Within the courtyard area, which was surrounded by a curtain wall (now vanished), was the great hall complex and most likely other subsidiary buildings. A section of the eastern gable of the great hall complex is what stands as a solitary reminder of the original height of the castle, which must have dominated the town and harbour. A further section, displaying armorial panels, has collapsed since being sketched on a number of occasions. Other sections of facing masonry survive most of the way around the headland, showing that the augmented natural defences went all the way around the site. The northernmost end of the headland was destroyed when that harbour was improved, which contained further buildings and walls, and seems to have had at least one tower built upon it according to early sketches. This may have blocked the entirety of the harbour entrance, but this isn’t at all clear, and I wasn’t able to climb up the rock on the north side of the harbour to look at any evidence for building extending this far out, which would have been helpful. Masonry on the north face of the cliff face overlooking the harbour would suggest that the section blown up was fairly narrow, and tapered to a point with the tower at the end.

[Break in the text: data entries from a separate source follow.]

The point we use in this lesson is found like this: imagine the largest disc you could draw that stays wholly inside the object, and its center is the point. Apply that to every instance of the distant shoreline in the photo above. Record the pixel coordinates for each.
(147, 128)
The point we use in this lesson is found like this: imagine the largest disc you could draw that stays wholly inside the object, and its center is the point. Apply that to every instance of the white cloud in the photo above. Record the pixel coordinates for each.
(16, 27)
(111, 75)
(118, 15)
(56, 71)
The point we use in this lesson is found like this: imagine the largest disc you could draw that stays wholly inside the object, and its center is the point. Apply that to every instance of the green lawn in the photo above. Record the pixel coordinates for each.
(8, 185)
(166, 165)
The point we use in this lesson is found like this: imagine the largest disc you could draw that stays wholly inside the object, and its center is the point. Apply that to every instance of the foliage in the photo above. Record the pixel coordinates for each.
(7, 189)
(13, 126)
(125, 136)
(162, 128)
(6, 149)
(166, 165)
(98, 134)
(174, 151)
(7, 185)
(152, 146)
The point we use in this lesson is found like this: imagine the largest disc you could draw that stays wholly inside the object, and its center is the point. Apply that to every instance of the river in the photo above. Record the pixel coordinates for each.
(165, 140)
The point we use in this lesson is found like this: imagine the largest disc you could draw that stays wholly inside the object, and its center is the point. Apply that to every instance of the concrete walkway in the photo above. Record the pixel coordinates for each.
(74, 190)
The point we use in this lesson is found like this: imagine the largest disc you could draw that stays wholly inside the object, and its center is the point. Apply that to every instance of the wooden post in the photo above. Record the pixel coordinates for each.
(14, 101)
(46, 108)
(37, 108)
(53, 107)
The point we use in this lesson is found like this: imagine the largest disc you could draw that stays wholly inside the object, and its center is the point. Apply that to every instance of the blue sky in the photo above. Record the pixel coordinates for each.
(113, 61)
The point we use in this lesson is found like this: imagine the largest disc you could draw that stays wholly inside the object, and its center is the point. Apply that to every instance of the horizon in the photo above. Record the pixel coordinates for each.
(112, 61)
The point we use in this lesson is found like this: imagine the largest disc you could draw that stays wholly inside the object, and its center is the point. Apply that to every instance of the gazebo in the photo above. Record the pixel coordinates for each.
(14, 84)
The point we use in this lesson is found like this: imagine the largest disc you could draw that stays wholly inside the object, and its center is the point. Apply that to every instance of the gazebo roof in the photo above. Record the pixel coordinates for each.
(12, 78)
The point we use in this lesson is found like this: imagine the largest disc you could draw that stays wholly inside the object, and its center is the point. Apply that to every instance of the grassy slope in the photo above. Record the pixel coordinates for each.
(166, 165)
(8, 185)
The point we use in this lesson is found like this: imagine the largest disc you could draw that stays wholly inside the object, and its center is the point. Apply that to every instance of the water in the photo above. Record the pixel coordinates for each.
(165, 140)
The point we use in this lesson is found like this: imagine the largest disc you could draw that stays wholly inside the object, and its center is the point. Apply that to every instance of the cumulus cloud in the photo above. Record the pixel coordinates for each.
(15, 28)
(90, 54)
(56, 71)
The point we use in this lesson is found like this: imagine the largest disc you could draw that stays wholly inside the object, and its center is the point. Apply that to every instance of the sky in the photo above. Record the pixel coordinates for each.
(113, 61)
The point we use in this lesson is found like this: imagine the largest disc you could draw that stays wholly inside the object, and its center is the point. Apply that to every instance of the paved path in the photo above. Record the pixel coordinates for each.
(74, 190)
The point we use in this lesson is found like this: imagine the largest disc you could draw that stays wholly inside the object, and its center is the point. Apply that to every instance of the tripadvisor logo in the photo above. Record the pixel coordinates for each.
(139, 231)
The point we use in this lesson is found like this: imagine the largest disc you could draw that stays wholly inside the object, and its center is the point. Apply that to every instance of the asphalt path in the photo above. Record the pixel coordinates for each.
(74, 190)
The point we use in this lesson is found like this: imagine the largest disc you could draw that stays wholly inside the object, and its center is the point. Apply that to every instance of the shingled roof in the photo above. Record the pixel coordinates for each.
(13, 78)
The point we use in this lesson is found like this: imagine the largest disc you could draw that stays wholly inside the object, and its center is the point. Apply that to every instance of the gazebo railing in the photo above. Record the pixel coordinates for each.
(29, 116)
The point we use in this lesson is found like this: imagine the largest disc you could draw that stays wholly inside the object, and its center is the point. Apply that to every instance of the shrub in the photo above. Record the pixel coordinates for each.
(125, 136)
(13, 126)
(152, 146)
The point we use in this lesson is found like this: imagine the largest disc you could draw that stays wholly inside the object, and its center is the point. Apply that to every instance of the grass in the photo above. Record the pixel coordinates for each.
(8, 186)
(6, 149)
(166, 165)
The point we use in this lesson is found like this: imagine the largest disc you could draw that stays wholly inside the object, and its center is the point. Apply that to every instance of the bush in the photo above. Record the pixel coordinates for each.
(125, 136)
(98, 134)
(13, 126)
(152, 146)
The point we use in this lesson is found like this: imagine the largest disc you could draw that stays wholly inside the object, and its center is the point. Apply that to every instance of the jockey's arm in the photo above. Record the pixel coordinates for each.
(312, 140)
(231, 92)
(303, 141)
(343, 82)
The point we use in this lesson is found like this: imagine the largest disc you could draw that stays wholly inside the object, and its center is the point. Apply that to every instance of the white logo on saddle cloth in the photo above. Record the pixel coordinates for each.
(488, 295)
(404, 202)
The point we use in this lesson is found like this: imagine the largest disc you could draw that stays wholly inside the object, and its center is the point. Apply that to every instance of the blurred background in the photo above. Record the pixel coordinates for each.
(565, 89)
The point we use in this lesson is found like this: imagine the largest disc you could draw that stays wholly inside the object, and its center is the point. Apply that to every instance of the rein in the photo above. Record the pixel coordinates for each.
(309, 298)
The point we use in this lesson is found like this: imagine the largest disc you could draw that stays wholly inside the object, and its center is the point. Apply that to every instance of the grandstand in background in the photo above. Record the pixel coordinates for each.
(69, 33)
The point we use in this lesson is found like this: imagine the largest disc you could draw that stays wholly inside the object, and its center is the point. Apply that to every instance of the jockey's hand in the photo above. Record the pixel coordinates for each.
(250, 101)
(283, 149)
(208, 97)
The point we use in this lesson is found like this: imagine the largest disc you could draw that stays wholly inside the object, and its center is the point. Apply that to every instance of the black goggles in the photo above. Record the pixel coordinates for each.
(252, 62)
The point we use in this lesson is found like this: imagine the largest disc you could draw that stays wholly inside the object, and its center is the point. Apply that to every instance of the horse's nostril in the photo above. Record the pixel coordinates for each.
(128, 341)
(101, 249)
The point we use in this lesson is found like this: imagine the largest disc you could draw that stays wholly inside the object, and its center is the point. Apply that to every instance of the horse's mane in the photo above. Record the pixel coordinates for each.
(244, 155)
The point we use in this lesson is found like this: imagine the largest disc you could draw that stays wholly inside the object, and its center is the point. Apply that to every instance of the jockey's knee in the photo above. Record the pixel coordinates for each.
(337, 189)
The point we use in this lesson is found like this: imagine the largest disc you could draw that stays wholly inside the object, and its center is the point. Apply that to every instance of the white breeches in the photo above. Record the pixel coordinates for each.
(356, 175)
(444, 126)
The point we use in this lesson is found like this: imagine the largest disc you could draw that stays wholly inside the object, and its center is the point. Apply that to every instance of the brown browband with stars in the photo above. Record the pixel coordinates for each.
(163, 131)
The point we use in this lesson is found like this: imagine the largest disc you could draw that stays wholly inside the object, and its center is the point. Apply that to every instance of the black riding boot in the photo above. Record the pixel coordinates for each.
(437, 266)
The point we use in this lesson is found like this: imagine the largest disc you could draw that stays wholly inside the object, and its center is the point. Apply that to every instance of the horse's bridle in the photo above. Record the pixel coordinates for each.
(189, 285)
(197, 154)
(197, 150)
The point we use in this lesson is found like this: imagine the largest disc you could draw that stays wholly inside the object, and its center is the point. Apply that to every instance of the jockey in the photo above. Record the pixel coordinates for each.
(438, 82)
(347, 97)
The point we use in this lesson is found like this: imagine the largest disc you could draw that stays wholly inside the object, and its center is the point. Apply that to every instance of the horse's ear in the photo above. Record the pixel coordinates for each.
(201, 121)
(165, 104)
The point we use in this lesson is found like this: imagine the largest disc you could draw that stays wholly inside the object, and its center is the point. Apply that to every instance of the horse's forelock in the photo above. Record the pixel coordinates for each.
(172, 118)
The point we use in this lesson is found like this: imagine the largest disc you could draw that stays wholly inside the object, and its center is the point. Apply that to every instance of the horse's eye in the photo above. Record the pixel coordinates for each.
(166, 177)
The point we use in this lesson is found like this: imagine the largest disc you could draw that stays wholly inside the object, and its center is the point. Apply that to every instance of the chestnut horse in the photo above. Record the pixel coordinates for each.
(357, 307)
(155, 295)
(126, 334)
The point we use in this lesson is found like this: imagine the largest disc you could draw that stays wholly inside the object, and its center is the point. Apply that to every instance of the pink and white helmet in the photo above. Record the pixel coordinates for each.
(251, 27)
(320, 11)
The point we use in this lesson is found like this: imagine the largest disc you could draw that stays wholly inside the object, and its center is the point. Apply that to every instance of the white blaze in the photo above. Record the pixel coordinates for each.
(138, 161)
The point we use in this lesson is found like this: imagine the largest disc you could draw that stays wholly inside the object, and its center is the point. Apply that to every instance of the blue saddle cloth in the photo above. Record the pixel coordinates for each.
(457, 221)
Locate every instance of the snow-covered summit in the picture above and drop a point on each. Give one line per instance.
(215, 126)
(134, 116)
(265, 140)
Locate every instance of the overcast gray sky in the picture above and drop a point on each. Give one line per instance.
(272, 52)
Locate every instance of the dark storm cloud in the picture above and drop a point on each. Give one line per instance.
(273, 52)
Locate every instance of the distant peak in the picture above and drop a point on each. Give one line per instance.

The castle is described as having been destroyed three times; by the Earl of Dunbar in the 1330s, by the Crown in 1496, and finally on orders from Parliament in 1568. It is therefore likely that the surviving remnants of the castle are 14th century at the earliest, although the design overall probably didn’t change much since conception, and may even go back to the 12th century. The style of the arrowslits in the barbican is quite late, possibly dating to the rebuilding of the castle c1500 and the presence of the large gunloops suggests that substantial remodelling took place in the 1530s alongside the construction of the blockhouse. In truth, I could see little that can date individual parts of the castle from the outside. Inside may be a different story.
To the east of the castle, and at the other end of the harbour, is a D shaped artillery fort. This dates from the late 18th century and was apparently built to deter piracy after an American ship tried to raid Dunbar harbour in 1781!
Dunbar is a lovely little town, and I thoroughly recommend a visit. Access to the castle is likely to remain a problem, but good views can be had from the leisure centre as well as the harbour area.